Antibiotics have already saved ~200 million lives, 80% of their use is in livestock, and they are of limited long term value. A reasonable guess is a Billion+ lives hang in the balance.

Can you honestly say cheap meat is morally worth the antibiotic resistance and animal cruelty it often leads too? When did cheap meat become a right?
And, as usual, you are quickly pulled into the straw-man: "well if you don't want government to solve it, than you don't want it solved". I don't want to forcefully deprive the poor of food, that is true. I don't really want to forcefully do anything.
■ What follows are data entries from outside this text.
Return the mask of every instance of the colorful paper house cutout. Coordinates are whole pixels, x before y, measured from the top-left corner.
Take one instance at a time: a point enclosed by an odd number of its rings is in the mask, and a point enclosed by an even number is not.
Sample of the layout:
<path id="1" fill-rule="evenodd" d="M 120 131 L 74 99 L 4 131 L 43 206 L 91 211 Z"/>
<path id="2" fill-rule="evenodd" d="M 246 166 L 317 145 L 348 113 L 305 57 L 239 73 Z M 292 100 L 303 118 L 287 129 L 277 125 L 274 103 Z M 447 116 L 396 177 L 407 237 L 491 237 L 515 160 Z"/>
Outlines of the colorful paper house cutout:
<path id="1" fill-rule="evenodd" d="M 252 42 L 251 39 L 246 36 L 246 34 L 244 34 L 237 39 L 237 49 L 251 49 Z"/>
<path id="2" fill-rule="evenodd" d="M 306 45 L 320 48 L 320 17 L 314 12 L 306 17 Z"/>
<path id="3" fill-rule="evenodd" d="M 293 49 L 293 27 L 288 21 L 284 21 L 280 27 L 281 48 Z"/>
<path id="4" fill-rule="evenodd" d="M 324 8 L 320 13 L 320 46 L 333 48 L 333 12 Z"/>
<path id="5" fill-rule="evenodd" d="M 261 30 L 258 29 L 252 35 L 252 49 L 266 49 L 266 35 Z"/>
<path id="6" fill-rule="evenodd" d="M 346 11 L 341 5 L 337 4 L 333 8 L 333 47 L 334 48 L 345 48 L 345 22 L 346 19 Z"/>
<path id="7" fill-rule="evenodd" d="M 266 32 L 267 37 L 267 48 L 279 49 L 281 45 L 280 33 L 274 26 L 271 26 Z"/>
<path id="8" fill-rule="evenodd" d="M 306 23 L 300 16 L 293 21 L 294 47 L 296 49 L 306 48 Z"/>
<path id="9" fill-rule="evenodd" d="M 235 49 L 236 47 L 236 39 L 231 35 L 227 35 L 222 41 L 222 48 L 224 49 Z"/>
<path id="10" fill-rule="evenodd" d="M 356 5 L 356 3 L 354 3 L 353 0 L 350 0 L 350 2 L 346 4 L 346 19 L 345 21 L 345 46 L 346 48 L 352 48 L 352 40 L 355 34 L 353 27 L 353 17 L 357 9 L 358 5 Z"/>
We convinced millions of people they'll feel better if they don't eat gluten. An entire cottage industry created. All without force. All without the influence of politics and fallible men.

> We convinced millions of people they'll feel better if they don't eat gluten. An entire cottage industry created. All without force. All without the influence of politics and fallible men.

How do you make the logical leap from "a big diet fad happened" to "the FDA is redundant and evil?"